Cassel hadn't started a game since high school but stepped in when Brady was hurt less than eight minutes into the season opener against Kansas City. He went on to throw for 3,693 yards and 21 touchdowns in 15 starts.

"It is very easy to root for guys like Matt Cassel, who do everything the right way and flourish as a result," Patriots coach Bill Belichick said in a statement. "As much as we would have loved to continue working with Matt, we wish him nothing but the best as he takes this next step forward in his career."

The Patriots' 11-5 record kept them out of the playoffs, but Belichick and personnel director Scott Pioli were again hailed for their ability to reach deep into the draft and uncover a gem at quarterback. Brady was the 199th player drafted in 2000 and Cassel was a seventh-round pick in 2005.

Pioli was hired as general manager of the Chiefs in January. About a month later, the housecleaning began -- he fired coach Herm Edwards and replaced him with Arizona offensive coordinator Todd Haley.

Now comes this latest move, which will depend on Vrabel and Cassel passing their physicals.

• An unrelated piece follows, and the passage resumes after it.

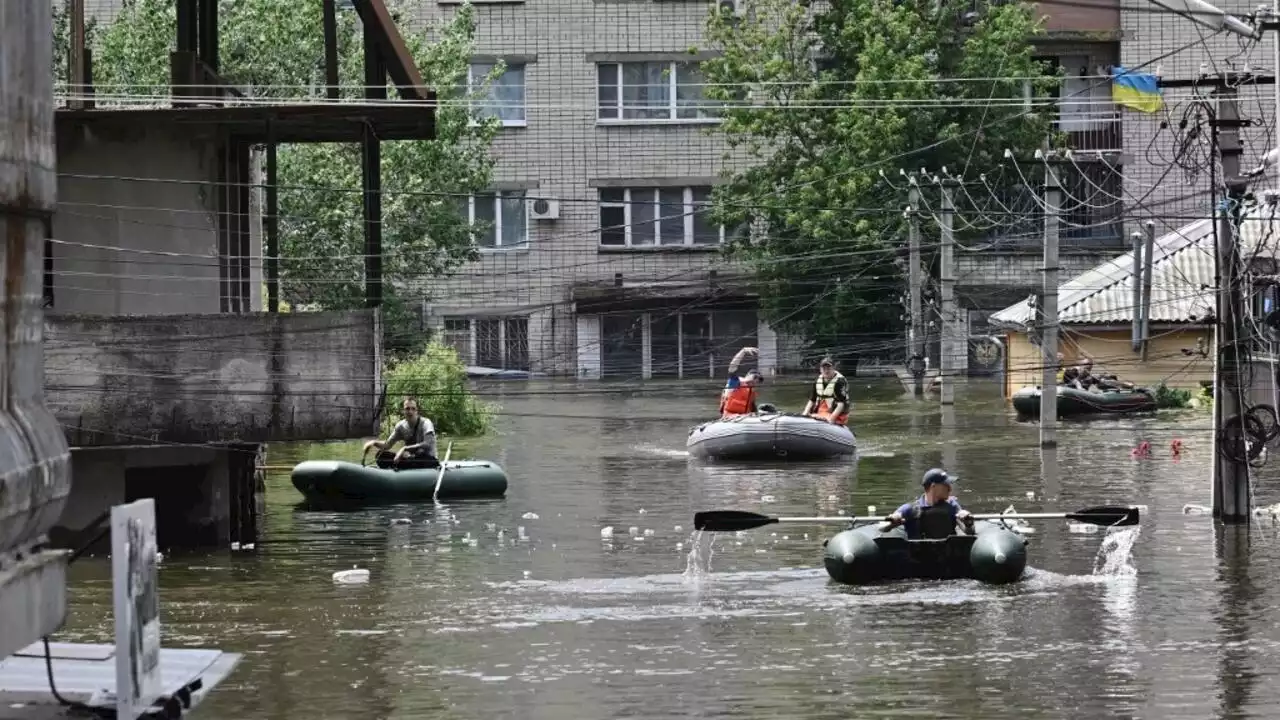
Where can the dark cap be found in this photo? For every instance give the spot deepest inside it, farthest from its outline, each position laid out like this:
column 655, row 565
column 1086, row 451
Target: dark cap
column 937, row 475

"I have a long history with both players," Pioli said. "Mike and Matt are men that I respect both personally and professionally. I look forward to having them as new members of the Chiefs family."

The 33-year-old Vrabel was part of three Super Bowl-winning teams in his eight years with New England, primarily as an outside linebacker. He joins a team whose linebackers were devastated by injury and played poorly. The Chiefs are now counting on Vrabel's experience and leadership.

"Mike Vrabel epitomizes everything a coach could seek in a professional football player: Toughness, intelligence, playmaking, leadership, versatility and consistency at the highest level," Belichick said. "Behind the scenes, Mike's wit and personality is one of the things we have all enjoyed about coming to work every day."

Tyler Thigpen, the first player from tiny Coastal Carolina to be drafted by the NFL, took over at quarterback last year after Kansas City's No. 1 and No. 2 went out with season-ending injuries. He struggled to manage the power running game, so the Chiefs switched offenses and went to a college-type spread attack.

Occasionally, he was effective. Still, Thigpen lost 10 of the 11 games he started, throwing for 21 touchdowns and 2,994 yards.